Она посмотрела на него, прищурив глаза.
— У вас есть предубежденное мнение по поводу людей, не так ли? Разве вам не ясно, что это делает вас таким же плохим, как те люди, которые судят вас по вашим шрамам?
Она была права. Как утомительно. Он нахмурился еще сильнее, чем прежде.
— Что вы знаете об этом?
— Так-так. Опять предвзятое суждение. Вы не имеете понятия о том, что было в моей жизни. Вы не должны так категорично объявлять кого-то не стоящим внимания, пока вы не узнаете его историю.
— А что насчет Бэзила?
Тут он ее поймал. Рен усмехнулся, когда она заколебалась.
— Ну, я уверена, что это трудный вопрос. Я, со своей стороны, немного сочувствую Бэзилу. Не так уж просто расти в тени Натаниэля.
— Вы выбрали неправильный путь. Бэзил старше, так что Натаниэль должен был вырасти в тени Бэзила.
— Ерунда. Бэзил не отбрасывает тени. Не сравнить с Натаниэлем, во всяком случае. Натаниэль лучший человек со всех сторон. Вполне достаточно, чтобы сделать кое-кого ожесточенным, я думаю.
Рен не был так уверен, и это должно быть отразилось на его лице. Вилла отклонила его невысказанный протест.
— О, я не представляю, чтобы Натаниэль когда-либо хотел, чтобы Бэзил чувствовал себя заслоненным. Но он не мог не быть тем, кто он есть.
Рен прищурил глаза.
— А вы знаете, кто он есть?
Вилла поджала губы. Она начала уставать, слушая, как каждый излагает ей одну и ту же ложь, но не трудилась протестовать. В конце концов, это все выйдет наружу. В настоящий момент, ей нужно было кое-что узнать.
— Я хотела бы услышать побольше об этом предполагаемом акте измены. Я хочу, чтобы вы рассказали мне эту историю полностью.
Он не выглядел обрадованным из-за того, что она попросила, поэтому она умоляюще улыбнулась, так, как она всегда улыбалась, когда умасливала Джона Смита.

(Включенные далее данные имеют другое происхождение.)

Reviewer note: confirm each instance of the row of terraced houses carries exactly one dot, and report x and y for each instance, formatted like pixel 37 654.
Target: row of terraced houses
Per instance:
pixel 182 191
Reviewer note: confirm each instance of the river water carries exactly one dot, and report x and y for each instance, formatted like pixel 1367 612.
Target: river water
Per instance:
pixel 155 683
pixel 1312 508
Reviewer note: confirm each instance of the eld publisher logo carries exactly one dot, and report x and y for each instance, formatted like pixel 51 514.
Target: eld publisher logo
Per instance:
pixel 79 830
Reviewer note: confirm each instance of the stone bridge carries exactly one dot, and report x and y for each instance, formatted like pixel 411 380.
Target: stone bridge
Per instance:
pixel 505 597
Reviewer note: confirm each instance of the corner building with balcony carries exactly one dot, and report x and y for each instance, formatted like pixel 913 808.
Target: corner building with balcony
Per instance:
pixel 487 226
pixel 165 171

Некоторое время спустя Вилла тихо вышла из комнаты. Ей было жаль давить на него, когда он был так болен, но она не сожалела о том, что узнала. Она была еще более уверена в том, что Натаниэль никогда не смог бы сделать такую вещь.

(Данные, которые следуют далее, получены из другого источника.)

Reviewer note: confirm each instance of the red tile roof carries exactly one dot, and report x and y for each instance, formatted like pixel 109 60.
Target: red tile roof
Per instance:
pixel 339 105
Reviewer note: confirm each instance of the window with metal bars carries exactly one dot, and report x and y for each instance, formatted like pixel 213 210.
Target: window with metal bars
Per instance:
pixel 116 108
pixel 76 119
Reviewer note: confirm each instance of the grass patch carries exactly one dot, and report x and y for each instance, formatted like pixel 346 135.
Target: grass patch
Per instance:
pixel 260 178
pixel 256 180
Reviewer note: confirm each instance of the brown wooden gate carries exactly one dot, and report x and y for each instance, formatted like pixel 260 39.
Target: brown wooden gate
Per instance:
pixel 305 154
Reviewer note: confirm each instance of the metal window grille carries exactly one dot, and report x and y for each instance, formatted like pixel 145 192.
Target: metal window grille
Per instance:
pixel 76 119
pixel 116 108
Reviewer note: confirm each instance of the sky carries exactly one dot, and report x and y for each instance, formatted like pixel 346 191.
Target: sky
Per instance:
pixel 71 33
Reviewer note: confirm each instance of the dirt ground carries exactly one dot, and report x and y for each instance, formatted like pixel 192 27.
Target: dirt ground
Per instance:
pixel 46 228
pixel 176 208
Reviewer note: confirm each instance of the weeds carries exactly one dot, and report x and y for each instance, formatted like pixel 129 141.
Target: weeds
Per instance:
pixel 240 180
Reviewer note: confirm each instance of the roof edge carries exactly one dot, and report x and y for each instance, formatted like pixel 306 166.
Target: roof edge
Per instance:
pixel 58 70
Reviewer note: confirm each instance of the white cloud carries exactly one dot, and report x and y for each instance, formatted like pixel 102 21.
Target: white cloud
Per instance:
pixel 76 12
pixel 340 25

Но как же объяснить отсутствие опровержения со стороны Натаниэля?
В ее сознании был ответ, но она не могла до него дотянуться. Было что-то, что она должна была знать, что-то, что она знала, но не могла мысленно уловить это и вытащить на поверхность.
Не важно. Она по опыту знала, что если она оставит ее в покое, то вероятно, эта мысль сама выплывет на поверхность, когда она меньше всего будет этого ожидать.
Между тем, у нее было еще кое-что, что также требовало ее внимания. Она завернула за угол, который вел в ее комнату. Настало время готовиться к своему первому балу.